6 Ways to Strengthen Your Boilerplate NDAs
Saturday, February 18, 2017

Many companies rely on boilerplate confidentiality provisions to protect their trade secrets and other sensitive business information. These provisions, known as non-disclosure agreements or NDAs, regularly appear in due diligence agreements, as well as agreements with employees, customers, and suppliers.

Yet recent state and federal court decisions in Illinois suggest that boilerplate NDAs are becoming harder to enforce. Courts have taken issue with these two boilerplate NDA provisions:

  • Provisions covering “all information regarding a company’s business.” Non-disclosure agreements often stretch to encompass “all information” regarding a company’s business. But such language was recently rejected as overly broad and unenforceable, despite being coupled with a carve-out provision excluding information generally known to the company’s competitors.
  • Provisions lacking geographic and time limits. Companies often find it difficult to assign geographic boundaries and time limits to their non-disclosure provisions. After all, what protection does a company really have if its employees may not disclose confidential information in the company’s home state but remain free to do so once across the border? And some confidential information remains fresh and relevant indefinitely.
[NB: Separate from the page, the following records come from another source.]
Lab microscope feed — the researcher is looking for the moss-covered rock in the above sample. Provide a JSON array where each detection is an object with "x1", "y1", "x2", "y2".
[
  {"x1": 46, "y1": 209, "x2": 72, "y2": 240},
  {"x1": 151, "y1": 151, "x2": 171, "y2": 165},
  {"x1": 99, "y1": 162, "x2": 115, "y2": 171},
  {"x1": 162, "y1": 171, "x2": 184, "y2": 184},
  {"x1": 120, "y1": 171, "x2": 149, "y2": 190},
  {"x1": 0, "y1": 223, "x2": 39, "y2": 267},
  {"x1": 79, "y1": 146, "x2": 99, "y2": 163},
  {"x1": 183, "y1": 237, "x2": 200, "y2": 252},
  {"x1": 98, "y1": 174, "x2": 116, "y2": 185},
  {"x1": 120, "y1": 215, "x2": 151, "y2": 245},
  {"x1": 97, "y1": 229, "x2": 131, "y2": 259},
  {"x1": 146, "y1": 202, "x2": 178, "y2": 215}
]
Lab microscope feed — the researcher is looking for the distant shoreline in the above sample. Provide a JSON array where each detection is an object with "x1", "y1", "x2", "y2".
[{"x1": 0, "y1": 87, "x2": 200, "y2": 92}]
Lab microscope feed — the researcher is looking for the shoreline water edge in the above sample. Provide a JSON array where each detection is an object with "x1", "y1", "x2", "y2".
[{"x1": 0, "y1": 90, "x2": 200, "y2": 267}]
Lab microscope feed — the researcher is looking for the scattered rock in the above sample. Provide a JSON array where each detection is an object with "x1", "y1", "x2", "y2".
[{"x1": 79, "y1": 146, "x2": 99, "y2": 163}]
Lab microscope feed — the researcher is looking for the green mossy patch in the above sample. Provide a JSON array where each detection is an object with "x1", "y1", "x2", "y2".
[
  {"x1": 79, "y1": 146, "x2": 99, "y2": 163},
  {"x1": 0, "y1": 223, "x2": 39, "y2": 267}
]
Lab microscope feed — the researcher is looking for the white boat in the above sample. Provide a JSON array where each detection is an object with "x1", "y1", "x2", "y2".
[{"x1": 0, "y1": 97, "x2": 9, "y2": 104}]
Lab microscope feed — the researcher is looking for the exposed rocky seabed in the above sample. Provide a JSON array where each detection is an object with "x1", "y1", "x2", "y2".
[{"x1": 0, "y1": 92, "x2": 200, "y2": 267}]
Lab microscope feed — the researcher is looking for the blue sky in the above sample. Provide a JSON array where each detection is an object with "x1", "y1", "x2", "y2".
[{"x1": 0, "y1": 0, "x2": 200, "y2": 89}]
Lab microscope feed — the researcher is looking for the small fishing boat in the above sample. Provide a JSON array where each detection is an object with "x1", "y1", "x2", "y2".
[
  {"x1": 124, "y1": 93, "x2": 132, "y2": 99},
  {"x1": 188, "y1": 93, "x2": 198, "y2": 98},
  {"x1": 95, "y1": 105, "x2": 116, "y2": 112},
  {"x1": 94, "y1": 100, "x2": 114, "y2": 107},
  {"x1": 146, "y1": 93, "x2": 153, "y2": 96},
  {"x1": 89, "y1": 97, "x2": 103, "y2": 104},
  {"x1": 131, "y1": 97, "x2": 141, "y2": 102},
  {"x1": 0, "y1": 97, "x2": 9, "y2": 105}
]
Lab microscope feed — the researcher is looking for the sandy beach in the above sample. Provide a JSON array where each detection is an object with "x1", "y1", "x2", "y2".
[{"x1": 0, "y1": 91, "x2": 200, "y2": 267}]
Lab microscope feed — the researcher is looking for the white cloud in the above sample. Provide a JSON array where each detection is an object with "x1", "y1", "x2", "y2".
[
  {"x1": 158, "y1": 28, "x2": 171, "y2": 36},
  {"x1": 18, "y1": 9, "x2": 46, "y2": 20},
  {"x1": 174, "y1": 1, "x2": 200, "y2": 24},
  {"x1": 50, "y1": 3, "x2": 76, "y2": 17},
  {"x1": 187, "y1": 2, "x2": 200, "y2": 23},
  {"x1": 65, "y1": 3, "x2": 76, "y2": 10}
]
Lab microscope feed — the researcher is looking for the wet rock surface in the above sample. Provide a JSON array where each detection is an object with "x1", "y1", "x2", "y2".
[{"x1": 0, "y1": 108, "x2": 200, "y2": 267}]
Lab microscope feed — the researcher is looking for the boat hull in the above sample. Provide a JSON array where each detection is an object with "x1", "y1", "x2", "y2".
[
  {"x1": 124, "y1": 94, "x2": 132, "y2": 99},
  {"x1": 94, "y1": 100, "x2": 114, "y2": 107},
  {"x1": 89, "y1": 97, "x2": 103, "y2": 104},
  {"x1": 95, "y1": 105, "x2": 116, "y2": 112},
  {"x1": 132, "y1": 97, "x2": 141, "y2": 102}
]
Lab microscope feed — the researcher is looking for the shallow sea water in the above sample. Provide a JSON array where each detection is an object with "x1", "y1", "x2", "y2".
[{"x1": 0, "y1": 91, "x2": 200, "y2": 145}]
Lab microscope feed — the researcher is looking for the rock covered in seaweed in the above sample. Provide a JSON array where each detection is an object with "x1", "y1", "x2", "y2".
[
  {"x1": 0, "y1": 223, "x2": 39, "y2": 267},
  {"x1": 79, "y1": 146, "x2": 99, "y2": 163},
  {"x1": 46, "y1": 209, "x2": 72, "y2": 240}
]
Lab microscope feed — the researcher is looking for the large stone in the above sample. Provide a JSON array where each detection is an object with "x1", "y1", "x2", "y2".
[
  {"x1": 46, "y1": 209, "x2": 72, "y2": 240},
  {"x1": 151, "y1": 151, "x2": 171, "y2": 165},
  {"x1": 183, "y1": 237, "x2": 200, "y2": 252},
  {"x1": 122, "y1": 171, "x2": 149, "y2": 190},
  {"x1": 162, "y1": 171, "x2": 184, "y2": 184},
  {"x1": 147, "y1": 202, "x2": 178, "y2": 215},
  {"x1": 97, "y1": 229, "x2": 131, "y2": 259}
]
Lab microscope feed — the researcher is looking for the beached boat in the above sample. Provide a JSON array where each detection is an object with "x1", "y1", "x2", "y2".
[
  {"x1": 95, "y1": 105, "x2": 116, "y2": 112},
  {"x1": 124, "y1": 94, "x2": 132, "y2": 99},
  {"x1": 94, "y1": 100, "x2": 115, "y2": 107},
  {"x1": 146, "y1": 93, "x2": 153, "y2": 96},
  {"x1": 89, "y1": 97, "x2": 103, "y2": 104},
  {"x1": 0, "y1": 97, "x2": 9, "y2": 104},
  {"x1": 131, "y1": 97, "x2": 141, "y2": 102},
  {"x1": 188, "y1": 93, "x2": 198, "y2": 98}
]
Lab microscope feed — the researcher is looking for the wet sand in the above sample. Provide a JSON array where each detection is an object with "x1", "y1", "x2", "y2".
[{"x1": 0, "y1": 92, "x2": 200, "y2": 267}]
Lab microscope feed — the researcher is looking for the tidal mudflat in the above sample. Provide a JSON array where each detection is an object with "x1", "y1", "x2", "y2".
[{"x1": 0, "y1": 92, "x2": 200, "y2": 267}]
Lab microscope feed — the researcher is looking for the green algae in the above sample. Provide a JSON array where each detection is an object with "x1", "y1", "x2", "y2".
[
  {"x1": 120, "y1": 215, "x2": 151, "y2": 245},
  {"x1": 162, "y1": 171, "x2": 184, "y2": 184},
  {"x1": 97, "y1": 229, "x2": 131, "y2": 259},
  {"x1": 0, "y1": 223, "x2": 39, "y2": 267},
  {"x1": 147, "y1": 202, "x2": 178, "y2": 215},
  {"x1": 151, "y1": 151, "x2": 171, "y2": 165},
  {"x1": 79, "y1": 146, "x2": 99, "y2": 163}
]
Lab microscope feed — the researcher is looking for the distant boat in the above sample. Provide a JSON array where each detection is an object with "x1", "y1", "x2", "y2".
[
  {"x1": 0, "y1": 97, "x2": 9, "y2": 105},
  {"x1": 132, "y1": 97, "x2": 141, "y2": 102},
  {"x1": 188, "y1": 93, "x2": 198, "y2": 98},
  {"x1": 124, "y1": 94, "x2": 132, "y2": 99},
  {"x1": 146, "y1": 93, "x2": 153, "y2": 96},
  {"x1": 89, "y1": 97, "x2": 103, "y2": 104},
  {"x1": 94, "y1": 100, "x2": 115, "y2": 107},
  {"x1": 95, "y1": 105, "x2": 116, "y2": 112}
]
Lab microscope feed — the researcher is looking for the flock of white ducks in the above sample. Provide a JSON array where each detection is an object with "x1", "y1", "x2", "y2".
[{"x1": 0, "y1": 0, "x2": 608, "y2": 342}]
Nonetheless, recent Illinois federal court opinions suggest that at least some judges will be looking for geographic and/or time limits when considering the enforceability of NDAs.

If your form NDAs contain these provisions, and your business is subject to Illinois law (or the law of another state taking this approach), here are six possible steps to consider:

  1. Do not define the company’s confidential information to be “any and all information” regarding its business, without further elaboration. Instead, provide more specificity, e.g., by listing specific types or categories of confidential information.
  2. Inventory the types of confidential information to be protected by non-disclosure contract and consider whether a time limit might be added. Do this by determining how long the confidential information is likely to remain useful.
  3. If there is no single time limit that makes sense for all categories of confidential information, consider assigning different time limits to different categories of information.
  4. Another approach to consider is to bifurcate the non-disclosure agreement, e.g., create a two-level contract that defines both “confidential information” and “trade secrets,” but provides a time limit only for the former.
  5. Where non-disclosure undertakings are made in connection with the sale of a business, make that clear in the agreement so as to benefit from the relaxed enforcement standards often applied to covenants that are part of such a sale.
  6. Design an effective information protection program to increase the chances that the confidentiality provisions will never need enforcement.

While the optimal approach and language will vary from one company to the next, reviewing your confidentiality provisions now is an important step toward protecting your company’s information should it be compromised.